Mostrando entradas con la etiqueta Anna Lucia Richter. Mostrar todas las entradas
Mostrando entradas con la etiqueta Anna Lucia Richter. Mostrar todas las entradas

viernes, 1 de febrero de 2019

Anna Lucia Richter HEIMWEH

On her PENTATONE debut album, young German star soprano Anna Lucia Richter explores the heart-wrenching, timeless and universal feeling of Heimweh (homesickness) through a collection of extraordinary Schubert songs. Richter approaches the notion of Heimweh from several perspectives: from that of queens, young girls and shepherds to that of soldiers, dwarfs and gravediggers. The repertoire consists of the original, German-language version of Ave Maria, three Mignon songs (Nur wer die Sehnsucht kennt, Heiss micht nicht reden and So lasst mich scheinen), the sinister Der Zwerg, the expansive flower ballad Viola and many others. Richter is accompanied by pianist Gerold Huber, with whom she has formed a congenial Lieder tandem in the last years. They are joined by clarinettist Matthias Schorn on the final song of the program, the quasi concert aria Der Hirt auf dem Felsen.

martes, 22 de mayo de 2018

Georg Nigl / Anna Lucia Richter / Petra Müllejans / Roel Dieltiens / Andreas Staier BACH PRIVAT

This recording is an invitation to immerse ourselves in the musical inner circle of the Bach family. We are familiar with Johann Sebastian Bach as a composer of genius, but we know little about his family life, with the exception of the famous Clavierbüchlein (Little keyboard book) that the forty-year-old composer gave as a present in 1725 to his second wife Anna Magda-lena, his junior by sixteen years. This manuscript is a unique document of the music the family played together. It provides us with a point of reference for the ‘programmes’ of these domestic concerts: it contains short keyboard pieces and songs alongside extended arias taken from the church cantatas, as well as chamber music. Bach and his two eldest sons were not only virtuoso harpsichordists but also excellent violinists, while the composer’s son-in-law Bach, J. C. Altnic-kol, played the cello and was an outstanding double bass player. Anna Magdalena Bach and her oldest stepdaughter both contributed as singers. And the still young children of the second marriage participated by playingeasy pieces on their father’s various keyboard instruments. The musicians and singers on this recording, all eminent exponents of Bach and of Baroque music in general, have come together here to bring these exceptional moments back to life.

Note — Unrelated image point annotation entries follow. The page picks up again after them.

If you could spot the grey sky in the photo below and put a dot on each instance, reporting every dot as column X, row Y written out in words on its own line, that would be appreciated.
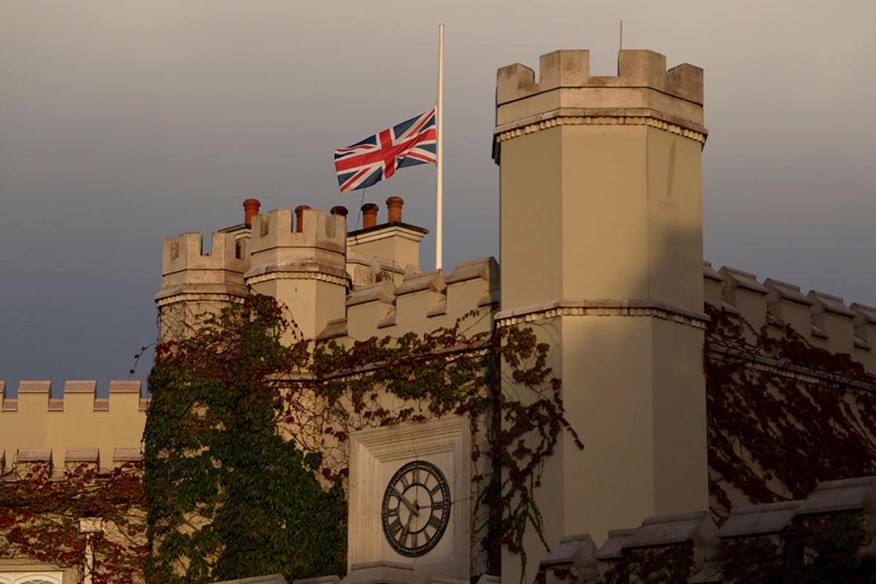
column 123, row 122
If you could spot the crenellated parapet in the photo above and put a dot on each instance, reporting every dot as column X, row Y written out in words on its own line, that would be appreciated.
column 77, row 428
column 822, row 319
column 306, row 244
column 643, row 92
column 188, row 273
column 422, row 302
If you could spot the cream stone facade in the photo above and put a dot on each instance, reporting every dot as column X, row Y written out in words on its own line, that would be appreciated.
column 601, row 249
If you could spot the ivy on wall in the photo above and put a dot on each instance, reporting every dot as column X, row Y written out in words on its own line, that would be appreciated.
column 246, row 437
column 782, row 415
column 40, row 513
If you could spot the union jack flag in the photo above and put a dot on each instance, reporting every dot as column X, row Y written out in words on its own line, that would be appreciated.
column 377, row 157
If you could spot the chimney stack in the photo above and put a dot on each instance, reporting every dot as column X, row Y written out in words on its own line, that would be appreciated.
column 394, row 205
column 299, row 217
column 250, row 209
column 369, row 215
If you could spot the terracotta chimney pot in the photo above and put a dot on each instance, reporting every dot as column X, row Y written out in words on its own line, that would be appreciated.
column 299, row 217
column 394, row 205
column 369, row 215
column 250, row 209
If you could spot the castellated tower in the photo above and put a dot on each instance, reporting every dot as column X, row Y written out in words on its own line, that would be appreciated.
column 304, row 265
column 194, row 284
column 601, row 227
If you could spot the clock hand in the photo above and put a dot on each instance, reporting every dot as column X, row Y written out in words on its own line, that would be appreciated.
column 412, row 507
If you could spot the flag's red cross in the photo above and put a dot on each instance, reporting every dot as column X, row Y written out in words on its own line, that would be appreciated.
column 388, row 152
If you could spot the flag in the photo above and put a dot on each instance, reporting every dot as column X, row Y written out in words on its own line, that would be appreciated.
column 377, row 157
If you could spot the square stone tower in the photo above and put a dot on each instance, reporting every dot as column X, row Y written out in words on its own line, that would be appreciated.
column 601, row 226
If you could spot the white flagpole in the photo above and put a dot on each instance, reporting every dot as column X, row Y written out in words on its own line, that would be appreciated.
column 439, row 158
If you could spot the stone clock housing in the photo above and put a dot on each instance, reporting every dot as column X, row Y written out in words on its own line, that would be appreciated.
column 410, row 489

sábado, 19 de mayo de 2018

Schumann Quartett / Anna Lucia Richter INTERMEZZO

Their point of departure and focus is his String Quartet no. 1 in A minor. Robert Schumann always had difficulty with this particular genre, and in 1842 he brought his "attempts at writing quartets" to an end in a headlong burst of creativity that produced his opus 41, comprising three quartets. The Schumann Quartet musicians concentrate unconditionally on the vocal part-writing, and rather than merely overcoming the technical challenges choose to simply ignore them. The music of Felix Mendelssohn is suffused with what Schumann envied as "ease" or "facility". 
The String Quartet no. 1 in E flat major was written in the late summer of 1829, when the younger composer was not yet 20. The correlations, corresponding references and tributes are all in evidence – Mendelssohn's string quartet is the perfect match for Schumann's equivalent work. There is a kind of cross-fertilization between the attention to detail and fresh approach taken by the Schumann Quartet and the modernity of the almost youthful Mendelssohn; the result is encapsulated in the unrestrained joy of music-making in the fourth movement. Schumann and Mendelssohn provide the framework into which Aribert Reimann then sets "his" Schumann. Reimann is one of today's most successful composers and is linked to the composer of the Romantic era born in Zwickau, Saxony, by more than music. He is in fact a direct descendant of the physician who treated Schumann at the psychiatric hospital in Endenich and has therefore had access to the patient file detailing the precarious balance of Schumann’s emotional state. His attitude to Schumann is therefore a reflection of those impressions. The Adagio zum Gedenken an Robert Schumann (adagio to the memory of Robert Schumann) based on two unfinished chorales without words was composed as a result of intensive and personal cooperation between the quartet and Reimann.
In Reimann's arrangement of the 6 Gesänge op. 109, the ensemble succeeds, in harmony with the soprano Anna Lucia Richter, in fulfilling Schumann’s wish for an "additional, fully-formed accompanying instrument". Reimann's skill in handling the original brings out the fine features and nuances of the lyrics. The quartet and singer complement each other so effortlessly that the unusual combination sounds like a quintet that has been working together for many years.